Eastwinn 01-11-2013 02:47 AM

depends on stuff. no general statement can be made

supersac 01-11-2013 02:53 AM

no noone should date anyone ever


why do they get to be happy and not me:sad:











nah i dont care but if it was a long relationship id expect some time before they started dating

captaincrunk 01-11-2013 02:55 AM

the bitch ain't dead so why you be mourning?

eGraham 01-11-2013 03:00 AM

Quote:
Originally Posted by captaincrunk
the bitch ain't dead so why you be mourning?

Another good point.


I guess this is my ultimate view on the matter: If the relationship deserved to be mourned over, then the person will mourn. If not, they will move on. That level varies person to person.

Dodeka 01-11-2013 03:01 AM

Not sure; it probably varies by person.

My present "mourning period" (we'll call it that) is at 6.6 years and counting. :( :D

deadkenedy 01-11-2013 03:12 AM

Who wants to be in a relationship after just getting out of one?

TSmitty6 01-11-2013 03:19 AM

My roommates watch this average show called How I Met Your Mother. According to that show, like the day after, and then get back with them, then lead the other person on, then have a one night stand, then get back with the original person again, then meet another. This should take place in about 2 weeks time.

3 months is a good cushion.

ali.guitarkid7 01-11-2013 03:42 AM

Of course not, it's not 'wrong' at all. It's got more to do with what you're comfortable with than morals.

metal4eva_22 01-11-2013 03:46 AM

I see nothing wrong with it, but I have been told that I'm detached and cold, so maybe I'm not the best source for this type of info.

Aralingh 01-11-2013 04:31 AM

It is usually looked down upon because most people who engage in a new relationship fairly soon after a previous ones are those who are too afraid on their own and therefore go into a relationship for wrong reasons, filling a void so to say.

It's not wrong if you are genuinely interested in the person.



However, it varies. People, MOST of the time, have some emotional baggage and left over from a previous relationship, which is why they usually wait before going into a new one, it's human psychology, and unless you're the exception, I would advise to wait because you're starting a relationship on bad foundation.

So-Cal 01-11-2013 04:32 AM

That's disgusting, I don't want to have to deal with that shit at any time let alone in the morning.

piratemetalhead 01-11-2013 04:43 AM

It all depends on cultural and social circumstances... some circles of people will call you a monster for that, some won't care.

There's are peculiar situations, for example, people who look for new partners quickly out of fear of loneliness (like jetfuel said, to fill a void). Then there's kinds of malicious "revenge" kind of things, like a girl banging her ex's friend just to spite him.

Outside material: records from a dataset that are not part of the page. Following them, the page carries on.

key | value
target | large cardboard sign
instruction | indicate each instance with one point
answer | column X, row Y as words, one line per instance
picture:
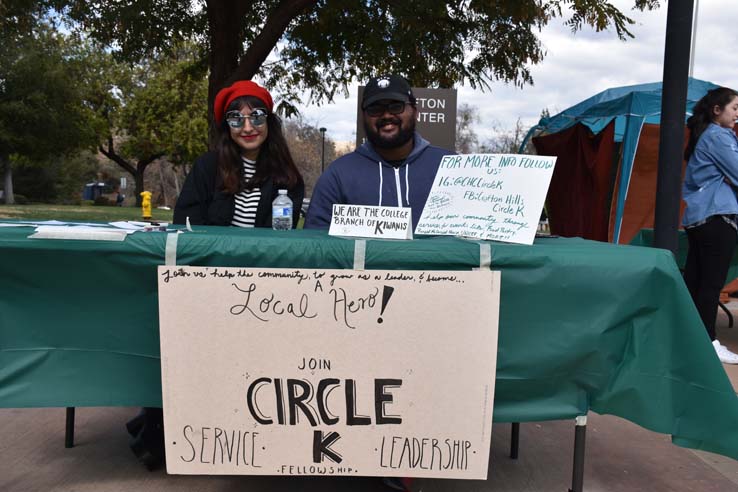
column 328, row 372
column 488, row 196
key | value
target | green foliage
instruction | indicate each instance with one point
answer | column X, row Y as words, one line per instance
column 41, row 103
column 326, row 44
column 55, row 180
column 166, row 112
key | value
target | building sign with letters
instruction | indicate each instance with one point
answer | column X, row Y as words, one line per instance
column 328, row 372
column 488, row 196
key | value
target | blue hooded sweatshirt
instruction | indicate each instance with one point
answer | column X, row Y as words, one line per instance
column 364, row 178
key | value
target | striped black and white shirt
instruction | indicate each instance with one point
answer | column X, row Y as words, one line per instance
column 244, row 213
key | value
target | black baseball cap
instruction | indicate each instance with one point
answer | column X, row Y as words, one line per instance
column 391, row 87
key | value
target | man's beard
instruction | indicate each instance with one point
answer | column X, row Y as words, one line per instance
column 402, row 137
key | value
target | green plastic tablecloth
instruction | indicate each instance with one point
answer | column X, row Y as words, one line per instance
column 583, row 325
column 645, row 238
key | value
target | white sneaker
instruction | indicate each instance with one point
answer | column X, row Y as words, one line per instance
column 725, row 355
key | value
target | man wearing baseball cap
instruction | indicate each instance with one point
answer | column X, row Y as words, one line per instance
column 395, row 167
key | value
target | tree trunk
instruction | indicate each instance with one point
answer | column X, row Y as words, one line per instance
column 9, row 196
column 137, row 171
column 162, row 185
column 175, row 171
column 224, row 21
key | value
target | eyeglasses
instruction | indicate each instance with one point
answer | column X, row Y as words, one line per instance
column 377, row 109
column 257, row 117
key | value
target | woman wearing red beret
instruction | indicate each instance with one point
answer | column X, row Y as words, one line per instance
column 233, row 185
column 236, row 183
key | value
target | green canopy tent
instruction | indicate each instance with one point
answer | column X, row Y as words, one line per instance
column 602, row 143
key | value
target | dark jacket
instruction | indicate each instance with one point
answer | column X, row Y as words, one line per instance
column 202, row 200
column 364, row 178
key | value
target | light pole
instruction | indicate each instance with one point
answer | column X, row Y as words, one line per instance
column 322, row 151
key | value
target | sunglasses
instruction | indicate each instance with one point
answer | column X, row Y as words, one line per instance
column 236, row 120
column 378, row 109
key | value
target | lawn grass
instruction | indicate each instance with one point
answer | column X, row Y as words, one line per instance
column 74, row 213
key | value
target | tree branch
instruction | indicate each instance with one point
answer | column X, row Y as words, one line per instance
column 267, row 39
column 113, row 156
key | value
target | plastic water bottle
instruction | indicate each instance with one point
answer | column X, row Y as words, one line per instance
column 282, row 212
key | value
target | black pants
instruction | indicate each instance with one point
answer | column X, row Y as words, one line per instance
column 711, row 248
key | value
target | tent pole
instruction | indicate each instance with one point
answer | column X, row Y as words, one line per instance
column 671, row 132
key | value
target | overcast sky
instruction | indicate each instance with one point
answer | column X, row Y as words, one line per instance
column 578, row 66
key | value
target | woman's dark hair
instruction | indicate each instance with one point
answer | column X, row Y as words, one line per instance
column 274, row 159
column 702, row 114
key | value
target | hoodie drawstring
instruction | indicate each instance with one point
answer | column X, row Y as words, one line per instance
column 381, row 180
column 407, row 184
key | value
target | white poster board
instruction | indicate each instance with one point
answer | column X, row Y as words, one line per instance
column 371, row 221
column 328, row 372
column 488, row 196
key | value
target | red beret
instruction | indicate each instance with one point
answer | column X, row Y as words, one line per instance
column 241, row 88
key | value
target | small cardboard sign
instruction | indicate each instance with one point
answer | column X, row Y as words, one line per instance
column 488, row 196
column 328, row 372
column 371, row 222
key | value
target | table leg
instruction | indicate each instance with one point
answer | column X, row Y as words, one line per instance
column 514, row 440
column 69, row 436
column 577, row 475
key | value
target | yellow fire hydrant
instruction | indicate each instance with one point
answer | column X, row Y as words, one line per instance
column 146, row 205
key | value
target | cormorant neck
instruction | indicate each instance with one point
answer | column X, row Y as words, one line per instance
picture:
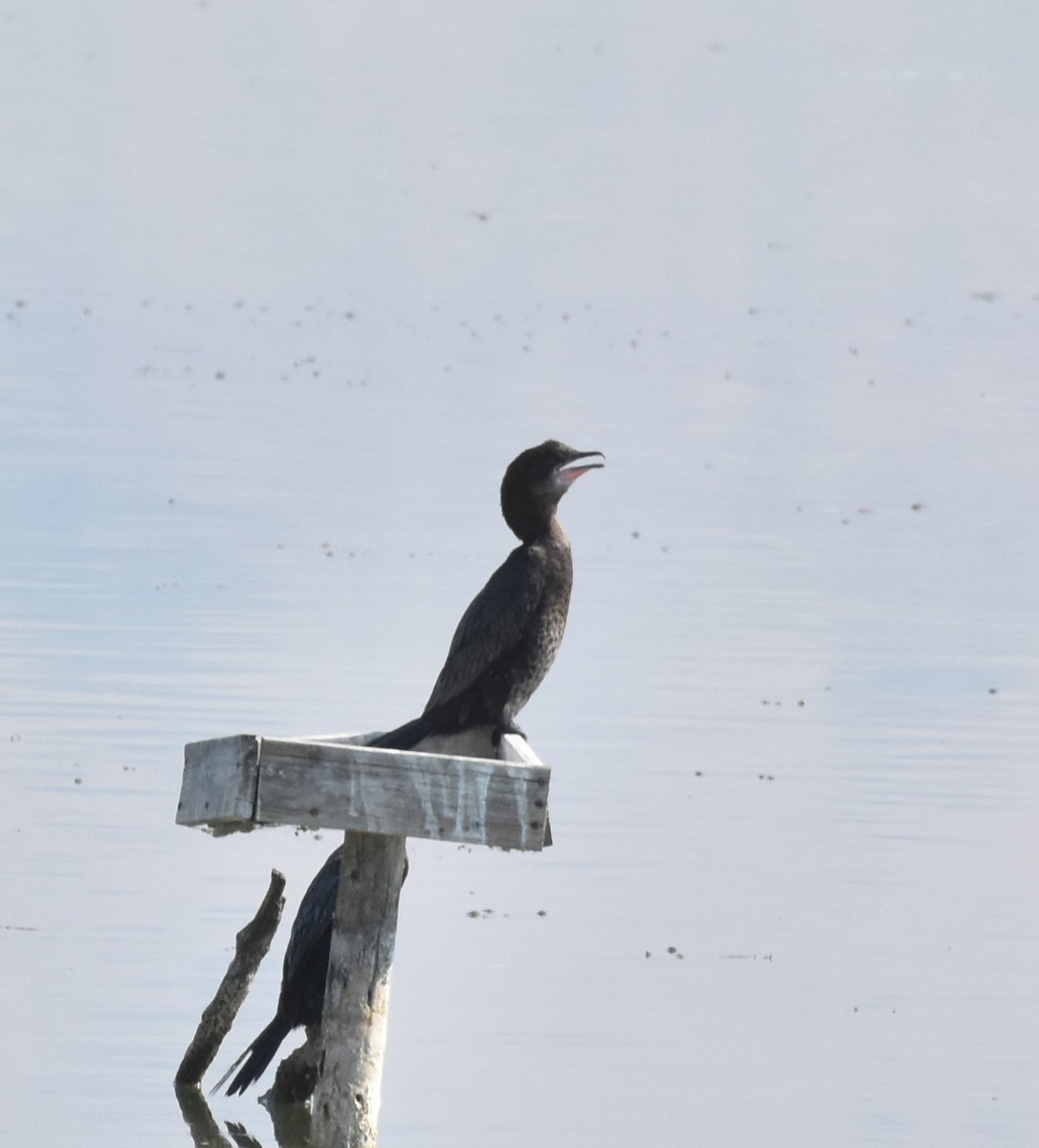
column 531, row 520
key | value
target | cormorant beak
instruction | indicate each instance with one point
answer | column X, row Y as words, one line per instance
column 568, row 472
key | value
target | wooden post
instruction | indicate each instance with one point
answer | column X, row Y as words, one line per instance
column 345, row 1105
column 379, row 798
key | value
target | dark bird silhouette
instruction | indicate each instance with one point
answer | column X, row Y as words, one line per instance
column 502, row 650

Human relationships are weird.

I guess there is also a difference if the past relationship was serious or simply a "for fun" thing.

Jack Off Jill 01-11-2013 04:58 AM

A little. Because my girlfriend and I have brOken up dozens of times. Never for more than a month. So it depends on why they broke up, I suppose.

Thrashtastic15 01-11-2013 05:05 AM

Have to question the psyche of a person who would nearly immediately jump into a new relationship after ending a significant & long relationship, regardless of gender.